Friday, April 7, 2017

Lab 3: Data Normalization, Geocoding, and Error Assessment Sand Mining Suitability Project

Goals and Objectives

The goal of this lab was to use the ArcMap geocoding capabilities to geocode the locations of 19 sand mines in Wisconsin and compare my results with the actual locations.  This lab is a part of a multi part project to build a suitability/ risk model for sand mining in Western Wisconsin.  The focus of this lab is to work with normalizing raw data, geocode several addresses, and compare the geocoding results.  There are 128 sand mine locations in the state of Wisconsin according to the downloaded DNR data.  To reduce workload, each student in the class was randomly assigned 19 mines.  Each individual mine was assigned to 4 people to compare results.    

There are five objectives for this lab:
  1. In an Excel table normalize the address data for sand mines in Wisconsin
  2. In ArcMap connect to the ESRI geocoding service and geocode the assigned 19 mines
  3. Using the department ArcGIS server add the Public Land Survey System (PLSS) feature class
  4. Manually locate all 19 mines that use PLSS locations
  5. Compare personal results with those of classmates and the actual locations from given coordinates from the DNR.
Methods

Data Normalization
When the excel data table of the addresses of sand mines in Wisconsin was downloaded from the DNR website the address data table was found to not be normalized.  The first step of this lab exercise was to normalize the address data table for the 19 mines to be completed.  Data normalization is a refinement process that organizes data into columns within in a table in order to reduce redundancy and ensure data integrity.  For the normalization of the excel table downloaded from the DNR, the main element that was normalized was the address column of the downloaded table.  The downloaded data address column appeared with many address components all in one column: house number, street name, street type, city, state, and postal code.  Through data normalization most of these components were broken apart into separate columns within the table separating out city, state, and postal code so that address matching may be more accurate.

Geocoding
After the address data was normalized, in ArcMap the geography department enterprise ArcGIS server account was connected to and the assigned 19 mines were geocoded.  A map was added to the viewer to assist with geocoding the mines.  First ArcGIS online had be logged into using the university's enterprise account.  The excel sheet with the 19 mine addresses or PLLS locations was added to the viewer.   Two processes of geocoding were used.  First geocoding was conducted through using an address locator, the geocoding tool bar was turned on and the Geocode Address option was selected.  The World Geocode Service was selected and the excel sheet was selected.  The proper fields were set for geocoding to match with the different fields within the excel sheet.  The geocoding process was conducted after this process was complete.  Once the geocoding addresses function was complete a window, Figure 1, was opened providing information on how well the geocoding process conducted the matching of addresses.  There was only one address that could not be matched.  This method of matching, by using the address locator works well for addresses that have street addresses, this method does not match Public Land Survey System (PLSS) addresses.  The unmatched address were inspected and it was indeed a PLSS address.  This method does not work for addresses with PLSS locations.
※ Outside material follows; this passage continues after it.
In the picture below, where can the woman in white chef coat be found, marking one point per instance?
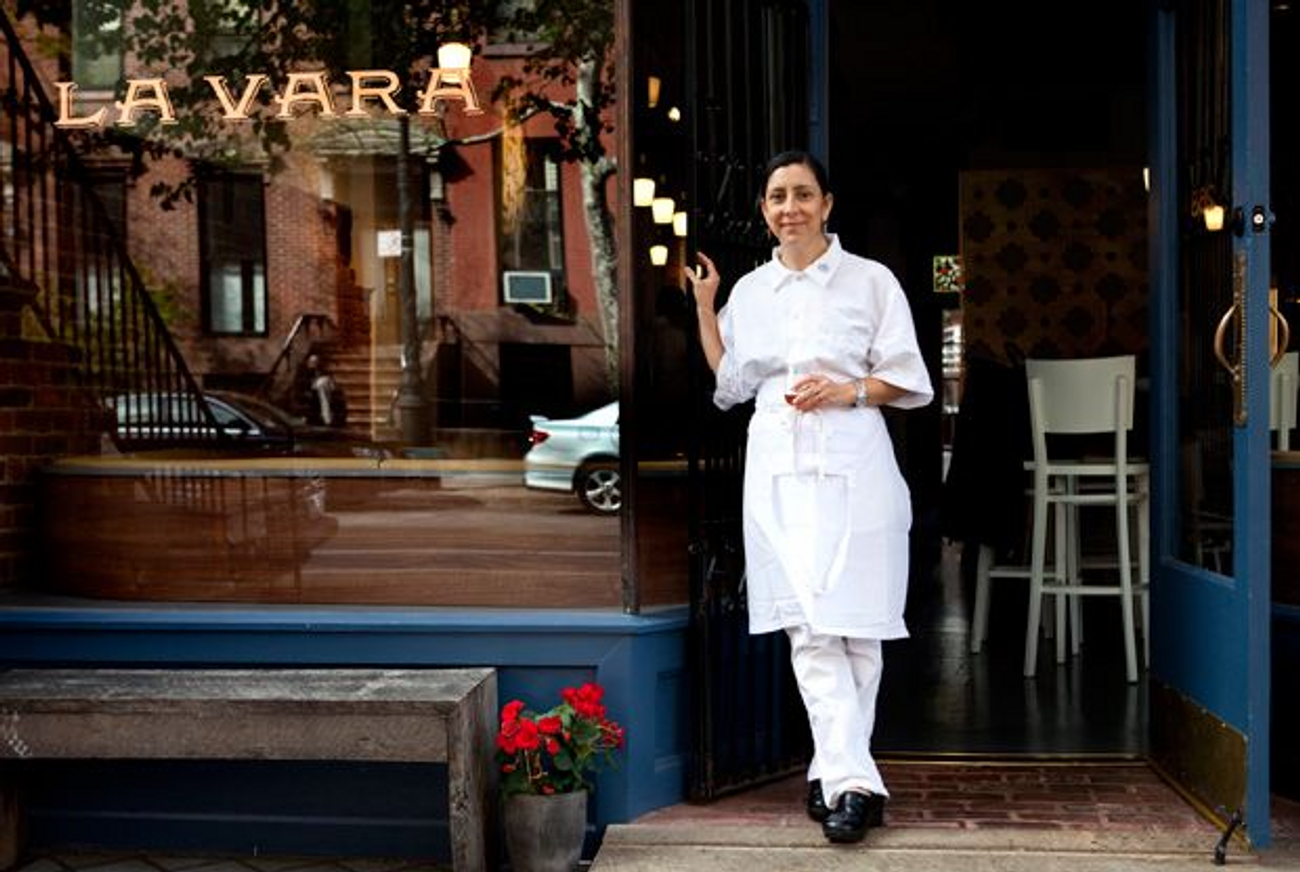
(820, 339)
Next the second process of geocoding was used, geocoding based on PLSS locations.  A database connection was added in ArcMap to the WiDNR2014 server.  This allowed access to the townships and sections feature classes to interpret PLSS locations.  Both shapefiles were added to the viewer.  Using the Address Inspection function of the geocoding toolbar and each address was assessed for accuracy by using the zoom to candidates function in the Interactive rematch window.  Each geocoded location was checked against the base map, if a map was not where the location was specified the PLSS location was found and the new address was picked from the map.  PLSS locations were found by using the township shapefile to locate the North or South component and the sections shapefile to locate the East or West component.  All addresses that were geocoded in this case were moved at least a little bit.  The address for each mine was placed at the driveway from a major road to the mine.  None of the geocoded addresses appeared in this correct location.  Once all addresses were properly located.  The feature class containing all of the geocoded locations was saved and exported as a shapefile.  
Figure 1. Geocoding addresses matching report.
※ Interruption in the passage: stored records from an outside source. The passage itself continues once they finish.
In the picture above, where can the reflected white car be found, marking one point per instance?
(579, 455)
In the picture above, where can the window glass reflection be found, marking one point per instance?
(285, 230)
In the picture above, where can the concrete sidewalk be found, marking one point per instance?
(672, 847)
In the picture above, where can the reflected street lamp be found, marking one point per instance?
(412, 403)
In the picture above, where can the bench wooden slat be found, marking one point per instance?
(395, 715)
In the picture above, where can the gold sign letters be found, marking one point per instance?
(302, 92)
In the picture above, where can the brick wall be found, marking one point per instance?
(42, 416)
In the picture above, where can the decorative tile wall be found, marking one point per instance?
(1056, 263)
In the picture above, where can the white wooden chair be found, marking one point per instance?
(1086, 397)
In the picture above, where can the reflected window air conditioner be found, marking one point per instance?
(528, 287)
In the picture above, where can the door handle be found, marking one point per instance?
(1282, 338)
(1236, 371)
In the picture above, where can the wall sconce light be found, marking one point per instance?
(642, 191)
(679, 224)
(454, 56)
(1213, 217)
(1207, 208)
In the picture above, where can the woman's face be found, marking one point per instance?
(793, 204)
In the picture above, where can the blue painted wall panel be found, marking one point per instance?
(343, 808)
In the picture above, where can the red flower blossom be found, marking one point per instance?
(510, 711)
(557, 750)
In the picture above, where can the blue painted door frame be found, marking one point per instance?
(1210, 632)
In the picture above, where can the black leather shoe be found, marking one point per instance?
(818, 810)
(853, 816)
Compare to Fellow Classmates Results
Following the completion of geocoding the 19 mines, the class combined their results allowing for students to compare their individual geocoded result with that of their classmates.  The Wisconsin State Cartographers office requires a local accuracy at a 95% confidence interval.  It was decided to assess if these standards could be upheld by checking for the accuracy of each of the 19 geocoded mines.  To begin all of the shapefiles of geocoded mines of students who submitted their mines for comparison were added to the ArcMap window.  Out of a class of 27 students only 16 students submitted their geocoded locations for comparisons.  Because of this a full comparison could not be collected, there was some data missing.  First all of the shapefiles were merged by using the Merge analysis tool.  Next the data table that contained all of the merged addresses was checked for merge accuracy.  the Mine Unique ID field was the most important.  If any of the mines did not have their IDs in this correct field the editor toolbar was used to manually move the IDs to the same correct field.  Next, both the shapefile containing my geocoded mines and the shapefile containing all of my fellow student's geocoded mines were projected to the same coordinate system not measured in decimal degrees, but an actual physical distance measurement.  A coordinate system measured in feet was used.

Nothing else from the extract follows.